I punti sollevati sono tutti corretti: il combinato disposto del Titolo V della Costituzione, che non si riesce a riformare razionalmente a causa della litigiosità politica, e dell’autonomia differenziata rischia di dare il colpo di grazia al sistema, ampliando il già gravoso divario Nord-Sud; il fascicolo sanitario elettronico, gestito in modo farraginoso, che risulta inutilizzabile sia per i cittadini che per gli operatori sanitari e non è in grado di guidare l’allocazione delle risorse attraverso puntuali dati epidemiologici, come richiesto dall’European Health Data Space; I comitati etici che non funzionano e rendono la nostra ricerca scientifica non solo sottofinanziata, ma addirittura ostacolata; infine il concetto di privacy declinato in Italia in modo perverso, da renderlo un intralcio invece che una protezione.

Perché, allora, affermo che manca la volontà politica? Nell’articolo, Remuzzi ripropone una strategia indiscutibilmente efficace: potenziare le realtà distrettuali con una presenza forte e capillare sul territorio, dove i medici di medicina generale, gli infermieri e altre figure professionali sanitarie assumano un ruolo proattivo, superando la logica del «gatekeeping» adottata erroneamente in passato. Nulla da eccepire. Si tratta di un modello che richiederebbe lavoro, ma fattibile. Allo stesso modo, sarebbe possibile incentivare e rivalutare il ruolo dei medici del territorio, rendendolo più attrattivo per le giovani generazioni di laureati in medicina, che oggi disertano queste posizioni.

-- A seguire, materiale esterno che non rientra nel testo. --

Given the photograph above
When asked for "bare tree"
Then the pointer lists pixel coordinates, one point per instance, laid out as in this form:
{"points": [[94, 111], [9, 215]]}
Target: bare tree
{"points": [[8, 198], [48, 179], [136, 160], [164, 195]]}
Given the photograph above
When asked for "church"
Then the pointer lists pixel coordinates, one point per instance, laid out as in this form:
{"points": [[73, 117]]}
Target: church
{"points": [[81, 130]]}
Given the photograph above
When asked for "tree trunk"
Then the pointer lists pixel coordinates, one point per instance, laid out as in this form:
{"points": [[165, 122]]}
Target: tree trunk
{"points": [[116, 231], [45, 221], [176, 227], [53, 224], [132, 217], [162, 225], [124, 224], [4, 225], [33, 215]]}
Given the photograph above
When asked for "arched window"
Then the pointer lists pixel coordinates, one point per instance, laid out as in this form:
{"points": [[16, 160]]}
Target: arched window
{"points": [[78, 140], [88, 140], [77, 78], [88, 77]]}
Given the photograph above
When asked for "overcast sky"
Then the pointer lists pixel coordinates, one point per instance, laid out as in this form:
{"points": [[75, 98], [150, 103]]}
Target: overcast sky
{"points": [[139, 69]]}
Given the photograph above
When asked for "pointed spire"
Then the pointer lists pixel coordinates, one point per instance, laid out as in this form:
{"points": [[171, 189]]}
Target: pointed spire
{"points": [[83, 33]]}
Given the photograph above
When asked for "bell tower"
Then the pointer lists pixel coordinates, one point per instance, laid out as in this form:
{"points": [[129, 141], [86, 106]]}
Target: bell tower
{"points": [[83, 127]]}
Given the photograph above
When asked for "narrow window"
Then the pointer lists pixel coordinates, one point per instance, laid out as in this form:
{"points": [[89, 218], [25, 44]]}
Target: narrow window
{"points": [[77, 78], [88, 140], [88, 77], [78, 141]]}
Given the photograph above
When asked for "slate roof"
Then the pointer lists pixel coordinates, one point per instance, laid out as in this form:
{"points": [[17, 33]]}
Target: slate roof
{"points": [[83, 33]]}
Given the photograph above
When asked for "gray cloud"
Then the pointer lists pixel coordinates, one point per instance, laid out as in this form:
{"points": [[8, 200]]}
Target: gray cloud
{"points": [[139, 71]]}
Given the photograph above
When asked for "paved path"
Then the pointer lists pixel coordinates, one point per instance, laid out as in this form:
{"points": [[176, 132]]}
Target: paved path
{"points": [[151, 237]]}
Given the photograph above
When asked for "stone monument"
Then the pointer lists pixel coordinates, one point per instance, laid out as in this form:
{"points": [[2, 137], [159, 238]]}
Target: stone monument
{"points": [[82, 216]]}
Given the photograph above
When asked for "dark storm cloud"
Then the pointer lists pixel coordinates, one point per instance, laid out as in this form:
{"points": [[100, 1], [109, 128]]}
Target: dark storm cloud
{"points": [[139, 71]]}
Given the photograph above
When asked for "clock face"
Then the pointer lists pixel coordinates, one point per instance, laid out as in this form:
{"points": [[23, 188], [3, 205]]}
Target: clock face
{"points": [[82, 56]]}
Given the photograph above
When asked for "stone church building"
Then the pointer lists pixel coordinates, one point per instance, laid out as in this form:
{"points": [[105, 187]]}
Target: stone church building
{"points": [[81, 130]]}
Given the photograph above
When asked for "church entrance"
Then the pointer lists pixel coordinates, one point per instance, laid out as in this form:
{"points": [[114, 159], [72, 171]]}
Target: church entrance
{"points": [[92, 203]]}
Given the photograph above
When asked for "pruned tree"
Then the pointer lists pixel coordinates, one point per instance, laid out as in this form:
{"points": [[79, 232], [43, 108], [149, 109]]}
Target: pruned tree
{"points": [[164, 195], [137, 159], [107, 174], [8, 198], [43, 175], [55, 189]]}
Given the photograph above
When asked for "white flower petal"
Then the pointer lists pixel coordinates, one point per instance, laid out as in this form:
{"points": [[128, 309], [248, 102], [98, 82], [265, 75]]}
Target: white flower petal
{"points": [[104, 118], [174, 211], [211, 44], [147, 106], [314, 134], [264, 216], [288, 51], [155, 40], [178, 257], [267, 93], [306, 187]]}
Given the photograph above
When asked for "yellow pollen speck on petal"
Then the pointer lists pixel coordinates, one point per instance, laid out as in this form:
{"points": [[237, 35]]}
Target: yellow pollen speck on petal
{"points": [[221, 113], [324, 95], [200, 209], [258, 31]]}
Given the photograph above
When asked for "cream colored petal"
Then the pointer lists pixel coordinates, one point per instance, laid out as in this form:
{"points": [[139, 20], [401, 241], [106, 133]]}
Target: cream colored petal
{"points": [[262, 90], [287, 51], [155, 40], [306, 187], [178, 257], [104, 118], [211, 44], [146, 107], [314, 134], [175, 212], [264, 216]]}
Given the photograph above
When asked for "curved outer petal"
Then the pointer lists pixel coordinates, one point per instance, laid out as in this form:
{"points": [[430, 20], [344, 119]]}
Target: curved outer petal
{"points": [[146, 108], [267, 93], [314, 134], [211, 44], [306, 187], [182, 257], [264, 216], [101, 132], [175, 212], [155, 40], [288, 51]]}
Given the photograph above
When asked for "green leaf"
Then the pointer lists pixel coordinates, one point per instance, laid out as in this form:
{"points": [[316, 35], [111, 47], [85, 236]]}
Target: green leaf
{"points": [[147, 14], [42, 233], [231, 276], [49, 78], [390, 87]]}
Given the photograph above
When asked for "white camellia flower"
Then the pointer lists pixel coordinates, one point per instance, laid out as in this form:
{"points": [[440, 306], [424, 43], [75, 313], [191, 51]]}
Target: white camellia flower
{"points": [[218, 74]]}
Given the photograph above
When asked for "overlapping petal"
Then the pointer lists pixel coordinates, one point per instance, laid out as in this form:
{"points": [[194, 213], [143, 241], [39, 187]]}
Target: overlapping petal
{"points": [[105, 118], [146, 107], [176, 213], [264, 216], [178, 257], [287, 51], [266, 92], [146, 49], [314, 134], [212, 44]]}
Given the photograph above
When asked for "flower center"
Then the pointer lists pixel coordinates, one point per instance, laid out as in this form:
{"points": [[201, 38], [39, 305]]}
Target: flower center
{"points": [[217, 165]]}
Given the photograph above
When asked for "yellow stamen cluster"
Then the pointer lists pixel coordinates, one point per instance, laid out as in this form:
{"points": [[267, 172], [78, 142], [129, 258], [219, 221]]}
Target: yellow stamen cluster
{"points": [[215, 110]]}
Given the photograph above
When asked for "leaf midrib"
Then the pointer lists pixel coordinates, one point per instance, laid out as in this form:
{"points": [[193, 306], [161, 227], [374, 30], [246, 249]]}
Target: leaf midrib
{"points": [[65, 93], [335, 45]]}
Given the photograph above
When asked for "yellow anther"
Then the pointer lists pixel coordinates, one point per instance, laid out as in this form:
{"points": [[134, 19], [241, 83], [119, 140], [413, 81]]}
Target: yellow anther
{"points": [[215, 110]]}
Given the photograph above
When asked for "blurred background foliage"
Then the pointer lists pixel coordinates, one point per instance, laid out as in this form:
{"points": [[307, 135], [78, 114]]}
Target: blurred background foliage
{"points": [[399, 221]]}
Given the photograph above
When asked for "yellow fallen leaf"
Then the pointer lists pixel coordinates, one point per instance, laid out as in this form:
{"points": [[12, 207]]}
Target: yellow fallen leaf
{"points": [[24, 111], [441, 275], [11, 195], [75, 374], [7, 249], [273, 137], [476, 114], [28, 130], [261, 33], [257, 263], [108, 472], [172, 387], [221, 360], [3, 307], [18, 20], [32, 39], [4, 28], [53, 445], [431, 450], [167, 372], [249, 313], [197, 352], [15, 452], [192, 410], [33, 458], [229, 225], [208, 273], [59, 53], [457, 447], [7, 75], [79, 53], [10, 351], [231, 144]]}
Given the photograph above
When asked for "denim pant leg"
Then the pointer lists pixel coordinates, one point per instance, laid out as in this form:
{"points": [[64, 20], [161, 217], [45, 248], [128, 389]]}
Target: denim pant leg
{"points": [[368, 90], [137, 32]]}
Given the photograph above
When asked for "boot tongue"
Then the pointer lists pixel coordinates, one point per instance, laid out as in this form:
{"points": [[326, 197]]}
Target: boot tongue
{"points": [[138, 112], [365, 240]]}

Tuttavia, ciò che rende velleitaria la visione di Remuzzi è la mancanza di risorse. Non possiamo illuderci ancora che sia il Pnrr la soluzione. Abbiamo bisogno di una fiscalità generale più equa, che si impegni a recuperare un tax gap stimato, nel 2021, in circa 80 miliardi di euro: l’equivalente di quasi tre finanziarie.

Fino a quando la politica non deciderà di affrontare con serietà la lotta all’evasione fiscale, le buone intenzioni degli ottimisti della volontà resteranno un’utopia.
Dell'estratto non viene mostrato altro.